TDM Portal tile taking very long time to complete compared to what it use to take. Why?

Document ID : KB000015606
Last Modified Date : 14/02/2018
Show Technical Document Details

The very basic elements of this environment are two database tables.  The complication is that one is a DB2 table on a Mainframe, and the other is Oracle table.  If they were both Oracle tables, we could simply do a join to get to our target rows and columns.  Due to company policy, we cannot simply extract and hold in another repository the data.  Previous publishes use to complete in 8 minutes, but now it is taking 40 minutes.  Why?


How can we determine where the bottleneck is in this extract?  How can we optimize this so we can reduce our time to delivery?  

DB2 OracleTDM 4.2

The Best Possible Solution would be to create a join between the DB2 data and the Oracle table data. However, due to the disparity between the two databases, this is not possible.

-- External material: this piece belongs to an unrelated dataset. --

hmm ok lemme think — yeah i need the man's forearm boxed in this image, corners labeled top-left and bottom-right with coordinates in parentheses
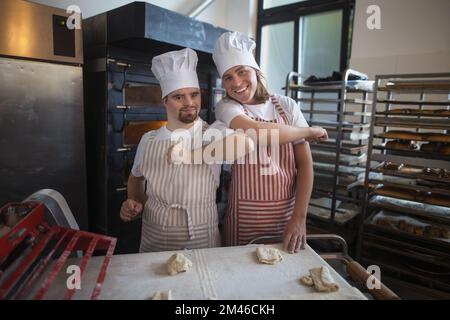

The Best Practice Solution requires copying over the DB2 data into a reusable Oracle table, performing a join between the two Oracle tables, and then generating the required output. This solution by-passes the constant SQL queries that are performed against the DB2 and Oracle databases.
However, the Best Practice Solution may not be possible due to company database and security policies.

Therefore, concentrating on performance will expose the Root Cause for the performance issue which could be one or more of the following:

  • A full table scan due to a missing index.
  • The sql is returning all the rows from a very large table.
  • A problem with network latency or the database itself.

The first step in discovering Root Cause is breaking down the SQL into smaller pieces and then build the SQL back up again to the point of failure. 

Debugging Tips:

  • If you do specific column value retrievals, time each column retrieval.  Use that data against the questions that follow.
  • Perform SQL counts against returned records.  Does one return an entire table row count?  If so, you have an unbound SQL call.  The remedy to this would be to use a WHERE clause to limit the rows returned.
  • Create a series of SQL calls from the SQL console or in GTDatamaker from a SQL window. Execute each SQL query separately, note the time to complete, and see if there is a pattern that points to the issue.  If no pattern, all SQL queries seem to be the same long time, this points to latency.  If one is much longer than the rest, continue with the following tips.
  • Does it take a long time for any specific column or columns?  This could be a couple of things.  Top of the list might be an index needs to be added to that column(s).
  • If so, is it related to either specific database?  This could be a matter of latency if DB2.  What is the round trip in ms?  Multiply that times the number of calls to that database - is this where the time is accumulating?
  • If these do not yield anything obvious, then it is back out to original SQL.  The current number of rows is 2500.  By plotting the total time for 100 rows, 500 rows, 1000 rows, 1500 rows, and 2000 rows, does the ratio of number of rows to time taken produce an incremental straight line or is there a jump somewhere?
  • If none of these give a definitive answer, then you can ask the DBA to run some traces on the DB to see where the bottleneck is.  Perhaps there are error messages about not enough disk space, out of memory - doing garbage collection, or perhaps the database is expanding and taking time doing that for additional table space.
  • If the DBA gives the database a clean bill of health, then ask your Network Administrator to put on a line analyzer and see where the time is being spent.  It very well could be a leg of the network is under performing and you are going through that bad router perhaps or some other network appliance that is throttling the throughput.

Based on your data, you should be able to resolve the issue.  In the case that generated this Knowledge Document, the query returned all the table contents.